The work interrogates the decomposing repositories of Empire with a forensic lens. Blending footage shot over the past year in two separate colonial archive buildings—one in Lagos, Nigeria, and the other in Bristol, United Kingdom—this double portrait considers the ‘sonic shadows’ that colonial images continue to generate, despite the disintegration of their memory and their materials. Igwe’s film imagines what might have been ‘lost’ from these archives, mixing genres of the radio play, the corporate video tour, and detective noir with a haunting and critical approach to the horror of discovery.

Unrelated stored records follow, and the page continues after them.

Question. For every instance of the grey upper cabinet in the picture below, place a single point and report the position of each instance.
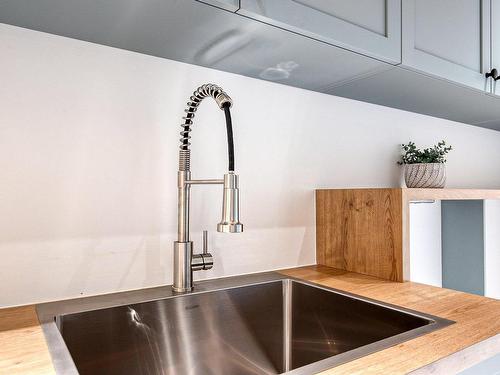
(369, 27)
(449, 39)
(495, 42)
(231, 5)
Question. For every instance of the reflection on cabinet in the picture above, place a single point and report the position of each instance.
(231, 5)
(370, 27)
(462, 245)
(448, 38)
(424, 56)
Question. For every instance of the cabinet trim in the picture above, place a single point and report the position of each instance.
(419, 60)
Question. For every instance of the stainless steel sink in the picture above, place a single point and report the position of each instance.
(268, 327)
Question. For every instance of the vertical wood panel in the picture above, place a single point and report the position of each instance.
(360, 230)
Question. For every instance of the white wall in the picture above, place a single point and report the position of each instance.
(88, 160)
(425, 243)
(492, 248)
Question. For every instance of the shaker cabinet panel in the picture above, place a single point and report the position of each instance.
(448, 39)
(370, 27)
(495, 42)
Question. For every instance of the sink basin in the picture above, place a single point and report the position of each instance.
(271, 327)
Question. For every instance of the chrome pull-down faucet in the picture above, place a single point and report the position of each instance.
(185, 262)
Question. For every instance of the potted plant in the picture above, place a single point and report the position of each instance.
(424, 168)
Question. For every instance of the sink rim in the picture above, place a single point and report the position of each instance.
(49, 315)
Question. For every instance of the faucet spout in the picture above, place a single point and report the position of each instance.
(185, 261)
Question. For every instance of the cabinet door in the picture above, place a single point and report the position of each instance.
(231, 5)
(495, 42)
(370, 27)
(449, 39)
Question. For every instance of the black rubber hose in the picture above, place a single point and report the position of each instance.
(230, 144)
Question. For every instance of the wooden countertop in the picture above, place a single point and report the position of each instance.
(477, 319)
(23, 349)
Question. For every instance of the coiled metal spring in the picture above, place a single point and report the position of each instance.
(199, 94)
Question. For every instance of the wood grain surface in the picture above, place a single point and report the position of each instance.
(361, 230)
(447, 351)
(22, 345)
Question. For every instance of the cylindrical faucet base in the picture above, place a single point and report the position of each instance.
(183, 277)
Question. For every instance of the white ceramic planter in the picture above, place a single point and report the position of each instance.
(425, 175)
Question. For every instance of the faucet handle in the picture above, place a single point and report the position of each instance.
(205, 260)
(205, 242)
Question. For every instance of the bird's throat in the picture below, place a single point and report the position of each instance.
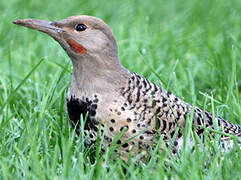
(76, 47)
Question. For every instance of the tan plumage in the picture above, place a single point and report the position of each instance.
(114, 97)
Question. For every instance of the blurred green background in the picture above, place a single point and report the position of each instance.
(192, 46)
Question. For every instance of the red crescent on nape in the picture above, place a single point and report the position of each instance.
(76, 47)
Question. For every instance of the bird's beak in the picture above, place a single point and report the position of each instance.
(48, 27)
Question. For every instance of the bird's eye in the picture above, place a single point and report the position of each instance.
(80, 27)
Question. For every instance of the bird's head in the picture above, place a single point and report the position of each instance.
(80, 36)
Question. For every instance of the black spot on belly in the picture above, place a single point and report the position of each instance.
(76, 107)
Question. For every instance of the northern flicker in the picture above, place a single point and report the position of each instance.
(113, 97)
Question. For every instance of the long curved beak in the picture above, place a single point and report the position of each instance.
(48, 27)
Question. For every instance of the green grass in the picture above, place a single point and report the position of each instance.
(192, 46)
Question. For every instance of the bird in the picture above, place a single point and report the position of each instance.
(116, 101)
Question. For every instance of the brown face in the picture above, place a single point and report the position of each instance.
(78, 35)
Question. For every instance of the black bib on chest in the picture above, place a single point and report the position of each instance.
(76, 107)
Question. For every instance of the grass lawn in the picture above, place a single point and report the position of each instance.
(192, 46)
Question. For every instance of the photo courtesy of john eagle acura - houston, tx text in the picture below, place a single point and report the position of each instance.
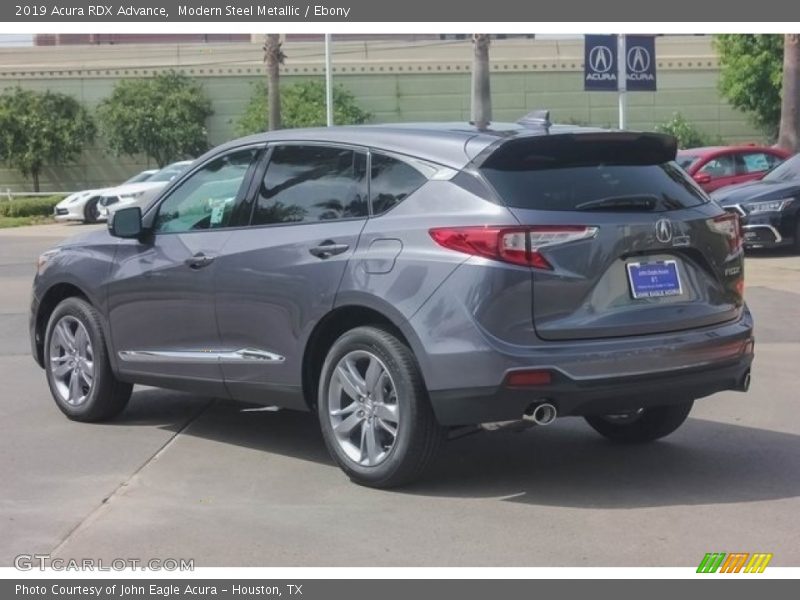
(408, 282)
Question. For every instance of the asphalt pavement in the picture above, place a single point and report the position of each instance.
(182, 476)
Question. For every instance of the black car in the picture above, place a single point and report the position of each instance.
(769, 209)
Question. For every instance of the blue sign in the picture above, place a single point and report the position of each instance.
(640, 63)
(600, 63)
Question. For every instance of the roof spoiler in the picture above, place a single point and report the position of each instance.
(536, 119)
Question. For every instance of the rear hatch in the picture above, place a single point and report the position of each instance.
(620, 239)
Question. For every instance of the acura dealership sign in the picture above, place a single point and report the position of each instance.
(601, 69)
(600, 63)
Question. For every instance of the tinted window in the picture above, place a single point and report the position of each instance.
(685, 160)
(568, 187)
(391, 181)
(756, 162)
(207, 198)
(312, 183)
(169, 172)
(786, 171)
(721, 166)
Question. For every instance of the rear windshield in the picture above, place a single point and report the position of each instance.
(541, 186)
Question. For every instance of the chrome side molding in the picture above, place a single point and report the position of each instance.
(199, 356)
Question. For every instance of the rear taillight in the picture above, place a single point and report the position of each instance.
(515, 245)
(729, 226)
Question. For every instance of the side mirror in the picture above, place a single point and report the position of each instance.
(126, 223)
(702, 178)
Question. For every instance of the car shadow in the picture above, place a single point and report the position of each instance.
(566, 465)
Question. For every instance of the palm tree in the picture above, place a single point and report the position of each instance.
(273, 57)
(789, 135)
(481, 92)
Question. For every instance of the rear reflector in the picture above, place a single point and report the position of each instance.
(515, 245)
(729, 225)
(528, 378)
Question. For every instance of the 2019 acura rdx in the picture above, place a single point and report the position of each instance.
(403, 281)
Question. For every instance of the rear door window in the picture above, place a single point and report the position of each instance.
(721, 166)
(310, 183)
(756, 162)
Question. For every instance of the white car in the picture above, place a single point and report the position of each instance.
(83, 206)
(139, 194)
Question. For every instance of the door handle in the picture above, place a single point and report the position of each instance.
(199, 260)
(328, 248)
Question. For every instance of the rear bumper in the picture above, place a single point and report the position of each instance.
(601, 396)
(592, 377)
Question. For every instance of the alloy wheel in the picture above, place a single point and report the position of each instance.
(71, 361)
(363, 408)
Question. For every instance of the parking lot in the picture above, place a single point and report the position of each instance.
(190, 477)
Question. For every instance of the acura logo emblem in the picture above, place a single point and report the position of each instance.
(601, 59)
(664, 231)
(638, 59)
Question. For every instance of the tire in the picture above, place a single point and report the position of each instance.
(364, 447)
(647, 425)
(77, 367)
(90, 212)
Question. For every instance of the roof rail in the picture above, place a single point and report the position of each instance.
(537, 119)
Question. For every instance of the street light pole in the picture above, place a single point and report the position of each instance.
(328, 80)
(622, 80)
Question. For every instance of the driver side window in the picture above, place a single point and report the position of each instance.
(207, 198)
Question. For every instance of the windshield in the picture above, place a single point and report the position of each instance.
(686, 160)
(169, 172)
(786, 171)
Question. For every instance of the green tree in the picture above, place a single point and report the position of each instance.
(302, 105)
(751, 71)
(41, 128)
(163, 117)
(688, 135)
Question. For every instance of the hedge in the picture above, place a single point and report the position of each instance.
(29, 206)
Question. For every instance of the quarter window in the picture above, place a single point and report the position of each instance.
(391, 181)
(207, 198)
(311, 184)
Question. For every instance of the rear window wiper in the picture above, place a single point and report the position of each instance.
(630, 202)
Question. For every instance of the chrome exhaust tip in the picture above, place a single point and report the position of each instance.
(744, 384)
(543, 414)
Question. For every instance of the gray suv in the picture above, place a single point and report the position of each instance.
(407, 282)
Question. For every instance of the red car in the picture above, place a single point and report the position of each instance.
(714, 167)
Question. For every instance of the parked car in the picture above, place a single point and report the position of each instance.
(404, 282)
(769, 209)
(139, 194)
(719, 166)
(82, 206)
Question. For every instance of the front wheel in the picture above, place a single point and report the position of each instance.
(76, 362)
(642, 425)
(374, 411)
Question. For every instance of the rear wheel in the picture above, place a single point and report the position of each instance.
(91, 212)
(797, 236)
(374, 411)
(76, 362)
(642, 425)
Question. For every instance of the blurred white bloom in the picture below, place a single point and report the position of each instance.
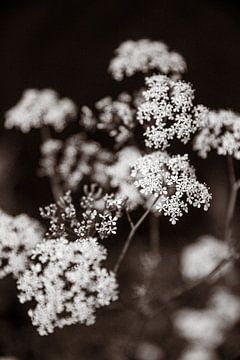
(221, 134)
(200, 258)
(73, 160)
(201, 327)
(120, 178)
(18, 236)
(67, 282)
(197, 352)
(226, 305)
(38, 108)
(145, 56)
(169, 112)
(172, 181)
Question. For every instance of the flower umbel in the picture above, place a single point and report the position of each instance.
(169, 112)
(67, 282)
(38, 108)
(172, 180)
(145, 56)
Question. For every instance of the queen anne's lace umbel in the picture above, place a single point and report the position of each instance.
(172, 181)
(18, 236)
(145, 56)
(67, 282)
(168, 112)
(221, 134)
(38, 108)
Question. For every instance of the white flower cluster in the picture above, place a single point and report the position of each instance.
(119, 174)
(172, 181)
(221, 134)
(201, 257)
(205, 328)
(67, 282)
(18, 236)
(38, 108)
(169, 112)
(73, 160)
(145, 56)
(99, 215)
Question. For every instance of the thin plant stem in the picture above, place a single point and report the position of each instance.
(154, 233)
(54, 179)
(234, 187)
(131, 235)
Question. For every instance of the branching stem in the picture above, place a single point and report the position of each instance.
(131, 235)
(54, 179)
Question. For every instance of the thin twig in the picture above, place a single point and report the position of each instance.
(129, 219)
(154, 233)
(130, 236)
(234, 187)
(54, 179)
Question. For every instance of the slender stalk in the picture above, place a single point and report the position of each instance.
(54, 180)
(234, 187)
(154, 233)
(130, 236)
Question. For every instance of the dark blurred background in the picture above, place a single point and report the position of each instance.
(66, 45)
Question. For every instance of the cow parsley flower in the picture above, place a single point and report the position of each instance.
(221, 134)
(18, 236)
(200, 258)
(73, 160)
(200, 327)
(145, 56)
(67, 282)
(119, 174)
(99, 215)
(169, 112)
(38, 108)
(172, 181)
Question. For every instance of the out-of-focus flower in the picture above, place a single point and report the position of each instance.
(201, 257)
(145, 56)
(120, 178)
(221, 134)
(226, 305)
(73, 160)
(201, 327)
(38, 108)
(67, 282)
(197, 352)
(99, 215)
(169, 112)
(172, 181)
(18, 236)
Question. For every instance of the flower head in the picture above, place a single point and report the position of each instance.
(169, 112)
(145, 56)
(172, 181)
(38, 108)
(18, 236)
(221, 134)
(67, 282)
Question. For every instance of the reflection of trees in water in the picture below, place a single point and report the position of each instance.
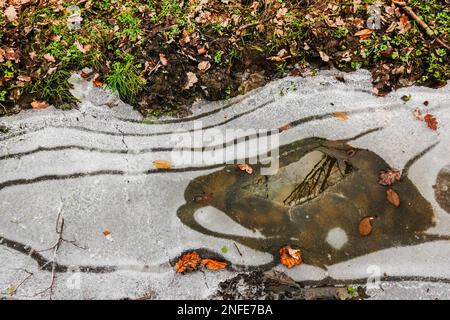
(327, 172)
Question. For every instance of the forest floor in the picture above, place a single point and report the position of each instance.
(162, 56)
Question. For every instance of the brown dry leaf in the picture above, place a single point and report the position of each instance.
(82, 48)
(161, 164)
(281, 56)
(290, 257)
(24, 78)
(340, 77)
(163, 59)
(343, 116)
(204, 66)
(364, 34)
(202, 51)
(191, 80)
(428, 118)
(431, 121)
(11, 13)
(97, 82)
(324, 56)
(245, 167)
(11, 54)
(49, 57)
(365, 226)
(389, 177)
(213, 264)
(189, 262)
(393, 197)
(285, 127)
(37, 105)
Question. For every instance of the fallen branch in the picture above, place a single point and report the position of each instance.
(30, 274)
(420, 22)
(59, 228)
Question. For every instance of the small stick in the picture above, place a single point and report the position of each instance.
(420, 22)
(30, 274)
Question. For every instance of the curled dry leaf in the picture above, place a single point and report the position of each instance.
(24, 78)
(340, 77)
(245, 167)
(191, 80)
(97, 83)
(285, 127)
(389, 177)
(163, 59)
(49, 57)
(107, 234)
(161, 164)
(204, 66)
(202, 51)
(39, 105)
(430, 119)
(213, 264)
(343, 116)
(324, 56)
(365, 226)
(290, 257)
(82, 48)
(364, 34)
(11, 13)
(189, 262)
(393, 197)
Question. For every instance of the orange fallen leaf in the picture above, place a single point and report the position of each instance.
(285, 127)
(191, 80)
(24, 78)
(364, 34)
(290, 257)
(324, 56)
(393, 197)
(365, 226)
(161, 164)
(404, 21)
(39, 105)
(163, 59)
(245, 167)
(431, 121)
(189, 262)
(49, 57)
(202, 51)
(343, 116)
(97, 83)
(204, 66)
(213, 264)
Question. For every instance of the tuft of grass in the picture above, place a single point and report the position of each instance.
(124, 79)
(55, 88)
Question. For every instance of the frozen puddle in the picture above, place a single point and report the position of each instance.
(94, 166)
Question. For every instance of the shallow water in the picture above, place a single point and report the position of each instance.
(315, 202)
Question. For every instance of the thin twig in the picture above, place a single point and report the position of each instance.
(30, 274)
(59, 229)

Specialised Technique, 2018, 07:00 

William Sellers and the Colonial Film Unit developed a framework for colonial cinema, this included slow edits, no camera tricks and minimal camera movement. Hundreds of films were created in accordance to this rule set. In an effort to recuperate black dance from this colonial project, Specialised Technique, attempts to transform this material from studied spectacle to livingness.

Specialised Technique is part of No Dance, No Palaver, a series of three works, which cover research into the Aba Women’s War of 1929. All of the films use the first major anti-colonial uprising in Nigeria as an entry point to experiment with colonial moving images relating to West Africa during the first half of the 20th century. No Dance, No Palaver serves as an attempt to use critical proximity, being close to, with or amongst, the visual trauma of the colonial archive to transform the way in which we know the people it contains.